The given lattice is the image below:
I came to following set of pairs:
$\left \langle r, s \right \rangle$, $\left \langle r^2, s \right \rangle$, $\left \langle rs, r \right \rangle$, $\left \langle r^3s, r \right \rangle$, $\left \langle s, rs \right \rangle$, $\left \langle s, r^3s \right \rangle$, $\left \langle r^2s, rs \right \rangle$, $\left \langle r^2s, r^3s \right \rangle$
and
$\left \langle s, r^3 \right \rangle$, $\left \langle rs, r^3 \right \rangle$, $\left \langle r^3s, r^3 \right \rangle$, $\left \langle r^3, r^2s \right \rangle$
But I am not sure if this is right.
Also, how do you analyse the lattice step by step to reach the solution? Finding out first 8 was simple, because I had to find single-element subgroups and combine them to form pairs. However, the rest 4, I derived from found ones by searching for equivalent subgroups.
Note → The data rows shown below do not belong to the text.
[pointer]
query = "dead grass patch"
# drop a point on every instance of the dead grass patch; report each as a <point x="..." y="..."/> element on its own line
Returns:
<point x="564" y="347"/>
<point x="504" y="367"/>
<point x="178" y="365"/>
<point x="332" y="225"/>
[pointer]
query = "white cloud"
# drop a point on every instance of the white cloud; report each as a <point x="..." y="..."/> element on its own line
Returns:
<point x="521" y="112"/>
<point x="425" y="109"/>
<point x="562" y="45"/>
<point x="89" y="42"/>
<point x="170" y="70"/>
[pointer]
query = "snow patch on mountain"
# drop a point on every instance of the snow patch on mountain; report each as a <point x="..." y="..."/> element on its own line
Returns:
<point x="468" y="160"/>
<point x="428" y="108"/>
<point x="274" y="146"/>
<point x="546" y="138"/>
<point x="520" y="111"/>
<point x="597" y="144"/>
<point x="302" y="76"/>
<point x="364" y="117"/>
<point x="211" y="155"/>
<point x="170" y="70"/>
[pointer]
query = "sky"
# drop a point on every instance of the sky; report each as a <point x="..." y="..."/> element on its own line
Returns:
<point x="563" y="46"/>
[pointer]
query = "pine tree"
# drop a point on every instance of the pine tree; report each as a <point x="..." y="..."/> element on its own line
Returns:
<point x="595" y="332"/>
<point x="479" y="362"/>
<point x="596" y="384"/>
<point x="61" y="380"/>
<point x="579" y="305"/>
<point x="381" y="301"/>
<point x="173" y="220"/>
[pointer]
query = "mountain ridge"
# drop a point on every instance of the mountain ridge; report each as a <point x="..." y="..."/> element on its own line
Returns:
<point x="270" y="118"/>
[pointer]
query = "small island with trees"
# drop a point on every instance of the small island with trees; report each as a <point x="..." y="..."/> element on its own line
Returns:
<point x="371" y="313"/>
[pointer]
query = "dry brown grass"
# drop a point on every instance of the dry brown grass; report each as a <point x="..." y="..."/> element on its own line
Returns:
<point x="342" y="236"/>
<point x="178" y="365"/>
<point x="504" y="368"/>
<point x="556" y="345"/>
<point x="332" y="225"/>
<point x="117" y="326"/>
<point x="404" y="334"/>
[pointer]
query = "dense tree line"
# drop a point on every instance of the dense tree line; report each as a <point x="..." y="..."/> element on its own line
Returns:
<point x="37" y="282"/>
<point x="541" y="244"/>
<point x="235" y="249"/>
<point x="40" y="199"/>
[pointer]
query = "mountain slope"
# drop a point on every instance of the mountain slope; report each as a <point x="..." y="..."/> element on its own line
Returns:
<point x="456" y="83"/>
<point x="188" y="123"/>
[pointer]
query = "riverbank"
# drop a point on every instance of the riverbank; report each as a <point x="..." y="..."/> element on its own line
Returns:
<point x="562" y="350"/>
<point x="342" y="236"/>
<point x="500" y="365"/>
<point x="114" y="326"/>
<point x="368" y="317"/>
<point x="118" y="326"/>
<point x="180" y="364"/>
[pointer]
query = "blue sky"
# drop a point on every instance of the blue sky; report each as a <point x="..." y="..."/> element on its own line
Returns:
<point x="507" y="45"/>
This is exercise 2.5.4 in Dummit & Foote "Abstract Algebra" (3rd ed.).
It's $12$, really.
You have to choose first a pair of distinct maximal subgroups. And then one element from each of these maximal subgroup, neither of which elements lies in their intersection.
For instance, if you take the pair of maximal subgroups $$ \langle s, r^2 \rangle, \quad \langle r \rangle $$ you can choose either $s$ or $s r^2$ from the first subgroup, and either $r$ or $r^3$ from the second one, This makes for $4$ generating pairs.
As there are three pairs of maximal subgroups, and for distinct maximal subgroups $M, N$ you have $\lvert M \setminus M \cap N \rvert = 4 - 2 = 2$, you get $2 \cdot 2 \cdot 3 = 12$ (unordered) pairs.